The graveyard we entered was enshrouded with overhanging trees, their thick heavy branches almost eliminating all sunlight. As we walked through the cemetery and chatted with some other tourists, large black ravens suddenly appeared and flew overhead, several of them landing on the upright tombstones directly in front of us. Their spirited squawks were startling and silenced us and other tourists, as though they demanded reverence for the tortured souls buried there. On the tombstones, notes from relatives, friends and well-meaning strangers were folded and secured by small stones to ensure the deceased had received visitors and would never be forgotten.

The cemetery and the presence of ravens created an awakening for us and others to remember a horrifying event in history. Walking on the paths among the graves, we were careful not to engage the scolding ravens who flapped around us. After the tour, we emerged from the cemetery into brilliant sunshine. Throughout the rest of our stay in Prague, no other ravens appeared anywhere else in the city.
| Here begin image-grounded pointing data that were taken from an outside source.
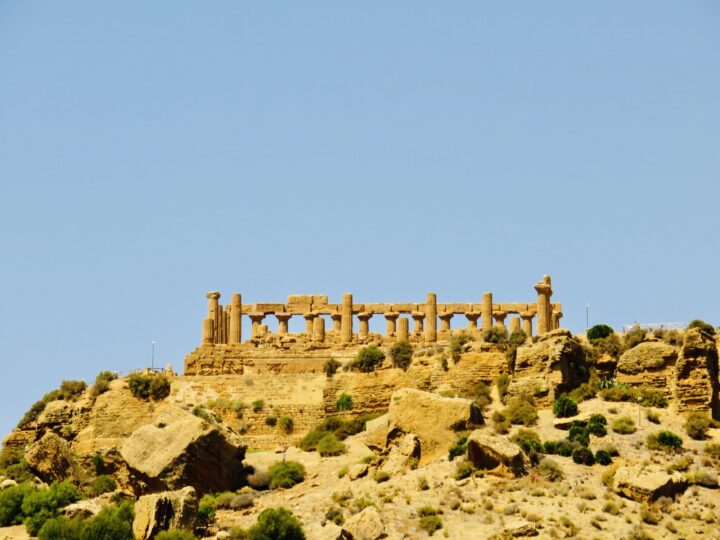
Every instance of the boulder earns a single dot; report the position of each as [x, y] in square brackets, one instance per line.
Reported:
[553, 365]
[434, 419]
[180, 449]
[696, 374]
[648, 483]
[164, 511]
[489, 451]
[51, 458]
[365, 525]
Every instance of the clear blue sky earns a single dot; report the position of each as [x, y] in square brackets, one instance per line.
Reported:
[151, 151]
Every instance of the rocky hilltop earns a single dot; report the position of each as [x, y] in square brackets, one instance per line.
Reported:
[486, 434]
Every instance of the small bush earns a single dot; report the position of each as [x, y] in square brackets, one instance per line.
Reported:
[401, 354]
[102, 382]
[583, 456]
[697, 426]
[331, 366]
[344, 402]
[368, 359]
[664, 440]
[286, 474]
[564, 407]
[623, 425]
[599, 331]
[276, 524]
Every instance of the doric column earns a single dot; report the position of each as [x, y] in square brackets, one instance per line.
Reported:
[445, 321]
[256, 318]
[486, 313]
[346, 319]
[472, 319]
[208, 331]
[319, 330]
[431, 318]
[527, 322]
[309, 318]
[500, 318]
[403, 327]
[336, 322]
[544, 290]
[235, 319]
[390, 320]
[364, 324]
[214, 312]
[418, 318]
[283, 319]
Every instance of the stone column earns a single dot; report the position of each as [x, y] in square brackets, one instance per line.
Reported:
[544, 290]
[336, 322]
[472, 320]
[319, 330]
[418, 318]
[256, 318]
[214, 312]
[486, 311]
[403, 327]
[283, 319]
[390, 319]
[364, 324]
[235, 319]
[431, 318]
[346, 319]
[208, 331]
[500, 318]
[309, 318]
[445, 321]
[527, 322]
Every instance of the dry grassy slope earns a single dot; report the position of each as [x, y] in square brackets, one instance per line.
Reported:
[580, 506]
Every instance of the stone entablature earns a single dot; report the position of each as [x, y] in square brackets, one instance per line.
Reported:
[350, 320]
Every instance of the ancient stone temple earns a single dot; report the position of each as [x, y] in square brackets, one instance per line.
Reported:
[236, 335]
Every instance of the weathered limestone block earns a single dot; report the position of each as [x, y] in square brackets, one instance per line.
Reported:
[492, 452]
[648, 482]
[649, 364]
[180, 449]
[435, 420]
[169, 510]
[549, 367]
[52, 459]
[696, 374]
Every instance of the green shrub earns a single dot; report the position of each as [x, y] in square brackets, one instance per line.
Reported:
[258, 405]
[623, 425]
[102, 484]
[664, 440]
[102, 382]
[368, 359]
[564, 406]
[344, 402]
[401, 354]
[458, 448]
[276, 524]
[286, 474]
[599, 331]
[583, 456]
[697, 425]
[550, 470]
[331, 366]
[329, 445]
[287, 424]
[603, 457]
[703, 326]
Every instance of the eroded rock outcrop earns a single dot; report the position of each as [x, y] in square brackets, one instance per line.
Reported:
[179, 449]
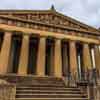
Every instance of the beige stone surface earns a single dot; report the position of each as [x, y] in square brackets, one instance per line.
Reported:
[73, 58]
[41, 57]
[5, 53]
[46, 33]
[23, 61]
[97, 57]
[57, 59]
[65, 60]
[87, 61]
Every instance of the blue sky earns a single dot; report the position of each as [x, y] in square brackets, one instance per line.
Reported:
[87, 11]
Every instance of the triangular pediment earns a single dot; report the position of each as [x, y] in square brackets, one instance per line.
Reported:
[48, 17]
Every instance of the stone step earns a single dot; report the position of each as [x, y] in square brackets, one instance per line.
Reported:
[48, 88]
[50, 96]
[48, 91]
[43, 85]
[52, 99]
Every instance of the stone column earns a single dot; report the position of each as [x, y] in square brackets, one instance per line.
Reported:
[73, 58]
[97, 57]
[5, 53]
[57, 59]
[23, 61]
[87, 63]
[41, 57]
[65, 61]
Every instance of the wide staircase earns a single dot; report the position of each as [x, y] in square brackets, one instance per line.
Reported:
[47, 89]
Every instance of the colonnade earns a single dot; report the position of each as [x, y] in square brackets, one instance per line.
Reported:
[58, 66]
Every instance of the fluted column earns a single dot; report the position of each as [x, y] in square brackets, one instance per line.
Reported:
[65, 61]
[5, 53]
[87, 64]
[41, 57]
[57, 59]
[23, 61]
[73, 58]
[97, 57]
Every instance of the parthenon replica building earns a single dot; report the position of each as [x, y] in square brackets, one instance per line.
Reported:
[45, 55]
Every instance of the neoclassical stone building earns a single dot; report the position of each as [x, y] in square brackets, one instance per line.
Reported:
[45, 48]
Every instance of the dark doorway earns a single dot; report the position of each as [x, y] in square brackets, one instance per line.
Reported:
[1, 39]
[49, 57]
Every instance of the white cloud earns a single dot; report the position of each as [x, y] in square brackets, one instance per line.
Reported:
[87, 11]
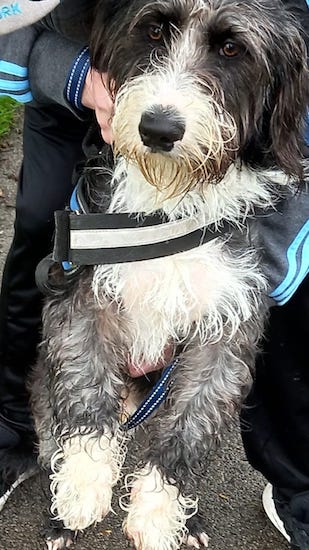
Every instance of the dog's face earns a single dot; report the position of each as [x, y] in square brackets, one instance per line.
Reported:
[200, 83]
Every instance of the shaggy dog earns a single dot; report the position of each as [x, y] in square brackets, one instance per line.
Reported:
[210, 98]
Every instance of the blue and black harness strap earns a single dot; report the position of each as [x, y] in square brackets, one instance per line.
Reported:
[157, 395]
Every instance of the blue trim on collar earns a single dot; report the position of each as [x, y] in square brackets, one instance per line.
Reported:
[157, 395]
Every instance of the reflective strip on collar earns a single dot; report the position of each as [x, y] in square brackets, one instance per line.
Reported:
[138, 236]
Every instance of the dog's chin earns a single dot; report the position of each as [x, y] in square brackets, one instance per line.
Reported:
[178, 171]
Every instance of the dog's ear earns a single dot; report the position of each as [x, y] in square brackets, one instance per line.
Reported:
[107, 25]
[288, 101]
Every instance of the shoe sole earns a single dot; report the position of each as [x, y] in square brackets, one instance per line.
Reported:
[19, 480]
[271, 512]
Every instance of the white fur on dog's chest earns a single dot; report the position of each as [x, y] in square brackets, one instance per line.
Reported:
[202, 291]
[166, 299]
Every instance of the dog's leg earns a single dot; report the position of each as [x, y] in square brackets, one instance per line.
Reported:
[83, 352]
[85, 470]
[180, 438]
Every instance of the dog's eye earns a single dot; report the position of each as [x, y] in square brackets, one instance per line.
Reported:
[155, 32]
[230, 49]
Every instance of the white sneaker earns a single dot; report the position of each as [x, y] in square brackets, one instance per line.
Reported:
[271, 512]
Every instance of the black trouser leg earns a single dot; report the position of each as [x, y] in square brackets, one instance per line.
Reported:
[276, 432]
[52, 147]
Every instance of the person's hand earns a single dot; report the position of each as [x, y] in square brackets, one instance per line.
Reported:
[97, 96]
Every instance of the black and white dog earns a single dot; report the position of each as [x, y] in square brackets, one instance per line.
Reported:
[210, 99]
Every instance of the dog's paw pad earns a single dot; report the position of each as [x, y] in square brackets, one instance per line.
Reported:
[197, 541]
[57, 537]
[196, 537]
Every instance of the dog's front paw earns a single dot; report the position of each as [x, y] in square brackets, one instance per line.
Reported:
[57, 537]
[196, 536]
[157, 513]
[85, 472]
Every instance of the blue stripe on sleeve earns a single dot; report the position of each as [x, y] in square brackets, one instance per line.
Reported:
[76, 79]
[14, 86]
[21, 98]
[13, 69]
[298, 266]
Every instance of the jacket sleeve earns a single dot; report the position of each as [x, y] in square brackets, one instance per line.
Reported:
[282, 237]
[15, 49]
[57, 71]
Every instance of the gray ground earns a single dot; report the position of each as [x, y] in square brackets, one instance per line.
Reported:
[230, 497]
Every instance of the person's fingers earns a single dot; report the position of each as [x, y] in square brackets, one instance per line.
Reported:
[104, 119]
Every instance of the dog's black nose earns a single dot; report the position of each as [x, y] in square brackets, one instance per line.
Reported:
[161, 127]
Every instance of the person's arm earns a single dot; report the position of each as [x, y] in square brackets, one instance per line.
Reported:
[59, 72]
[283, 239]
[22, 13]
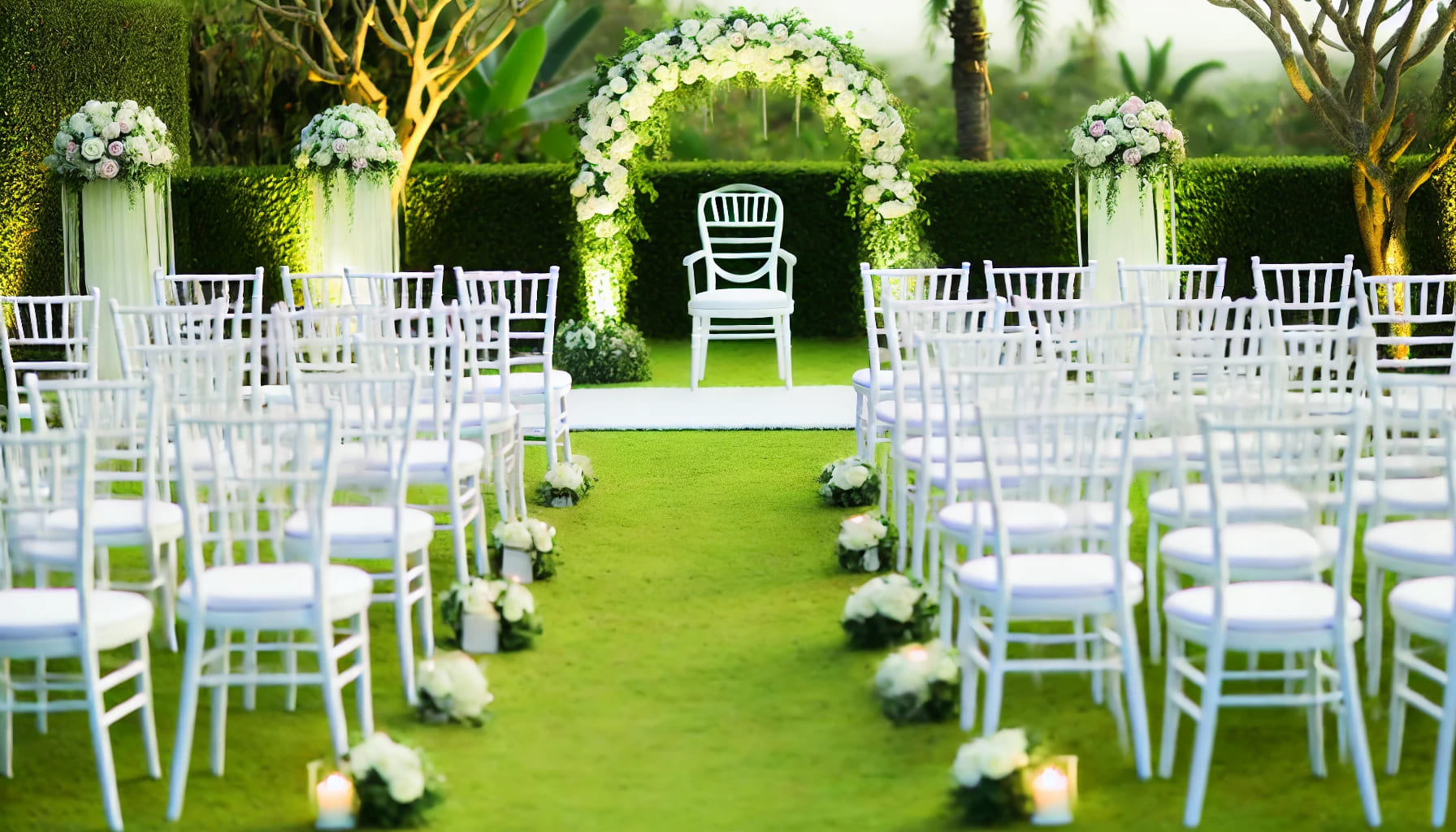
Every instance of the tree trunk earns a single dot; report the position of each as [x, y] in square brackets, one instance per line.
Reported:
[970, 80]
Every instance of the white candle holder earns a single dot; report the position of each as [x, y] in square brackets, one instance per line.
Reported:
[516, 564]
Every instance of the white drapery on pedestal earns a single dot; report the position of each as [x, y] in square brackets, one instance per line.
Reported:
[1134, 229]
[354, 228]
[126, 233]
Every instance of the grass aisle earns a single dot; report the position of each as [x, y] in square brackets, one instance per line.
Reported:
[693, 677]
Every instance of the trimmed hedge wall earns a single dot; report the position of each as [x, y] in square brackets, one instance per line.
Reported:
[520, 216]
[54, 56]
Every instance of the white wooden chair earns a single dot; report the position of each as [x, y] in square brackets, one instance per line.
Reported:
[1426, 608]
[1306, 617]
[875, 382]
[279, 474]
[740, 225]
[50, 336]
[531, 337]
[1306, 293]
[44, 475]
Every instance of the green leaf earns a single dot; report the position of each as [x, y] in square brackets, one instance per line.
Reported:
[513, 77]
[566, 42]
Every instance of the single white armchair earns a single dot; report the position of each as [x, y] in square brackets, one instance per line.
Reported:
[740, 226]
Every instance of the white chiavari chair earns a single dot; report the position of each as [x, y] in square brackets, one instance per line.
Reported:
[1302, 457]
[49, 474]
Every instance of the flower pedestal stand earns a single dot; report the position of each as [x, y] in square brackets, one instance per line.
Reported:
[126, 232]
[516, 564]
[479, 633]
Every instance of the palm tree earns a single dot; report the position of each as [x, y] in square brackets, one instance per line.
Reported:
[970, 73]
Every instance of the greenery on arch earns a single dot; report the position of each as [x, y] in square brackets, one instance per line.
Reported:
[657, 75]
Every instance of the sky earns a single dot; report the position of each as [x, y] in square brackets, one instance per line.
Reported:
[895, 32]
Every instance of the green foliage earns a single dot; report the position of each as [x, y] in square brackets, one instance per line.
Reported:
[53, 58]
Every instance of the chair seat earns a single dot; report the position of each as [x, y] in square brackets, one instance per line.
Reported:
[769, 301]
[1254, 547]
[1242, 501]
[42, 613]
[353, 526]
[1075, 574]
[1022, 518]
[1264, 606]
[274, 587]
[1424, 541]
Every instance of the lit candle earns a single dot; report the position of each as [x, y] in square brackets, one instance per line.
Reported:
[336, 797]
[1051, 793]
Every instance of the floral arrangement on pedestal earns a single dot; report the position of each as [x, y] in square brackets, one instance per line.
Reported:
[1127, 134]
[349, 141]
[566, 483]
[453, 690]
[108, 141]
[513, 604]
[393, 782]
[601, 352]
[919, 683]
[536, 538]
[656, 75]
[865, 544]
[990, 778]
[849, 483]
[889, 609]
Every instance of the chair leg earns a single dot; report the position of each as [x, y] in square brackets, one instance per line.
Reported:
[187, 717]
[1400, 678]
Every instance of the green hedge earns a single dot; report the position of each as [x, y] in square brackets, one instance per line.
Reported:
[54, 56]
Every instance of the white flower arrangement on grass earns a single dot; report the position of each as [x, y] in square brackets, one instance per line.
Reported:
[919, 683]
[513, 604]
[108, 141]
[568, 483]
[990, 782]
[453, 688]
[865, 544]
[392, 782]
[849, 483]
[889, 609]
[536, 538]
[1126, 133]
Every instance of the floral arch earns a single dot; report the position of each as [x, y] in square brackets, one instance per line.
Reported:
[654, 76]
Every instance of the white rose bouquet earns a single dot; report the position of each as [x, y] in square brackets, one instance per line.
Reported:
[919, 683]
[865, 544]
[566, 484]
[849, 483]
[513, 604]
[536, 538]
[1127, 134]
[453, 690]
[889, 609]
[990, 782]
[108, 141]
[393, 784]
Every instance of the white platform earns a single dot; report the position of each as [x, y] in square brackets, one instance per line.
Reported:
[713, 409]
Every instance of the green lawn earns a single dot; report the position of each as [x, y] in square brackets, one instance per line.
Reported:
[693, 677]
[752, 363]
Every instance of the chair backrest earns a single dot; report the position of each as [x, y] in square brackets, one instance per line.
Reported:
[1171, 282]
[531, 301]
[1414, 319]
[401, 288]
[1305, 293]
[242, 477]
[47, 334]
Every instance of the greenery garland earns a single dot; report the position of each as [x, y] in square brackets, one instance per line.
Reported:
[656, 75]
In Calvary Cemetery, veterans and military personnel are laid to rest; and on Memorial Day, families and friends place flowers on the gravesites to honor all individuals who have given their lives in foreign wars. Were these congregating crows I observed today commemorating those brave soldiers who died overseas? Authors frequently use the appearance of corvid birds, especially ravens, in their novels to convey important messages, as they are often considered harbingers of death. Could the appearance of these crows on the overhanging branches in Calvary Cemetery reveal a compassionate memory? I believe that they, like the bold and vocal ravens who appeared in the Jewish Cemetery of Prague, are demanding reverence for the dead.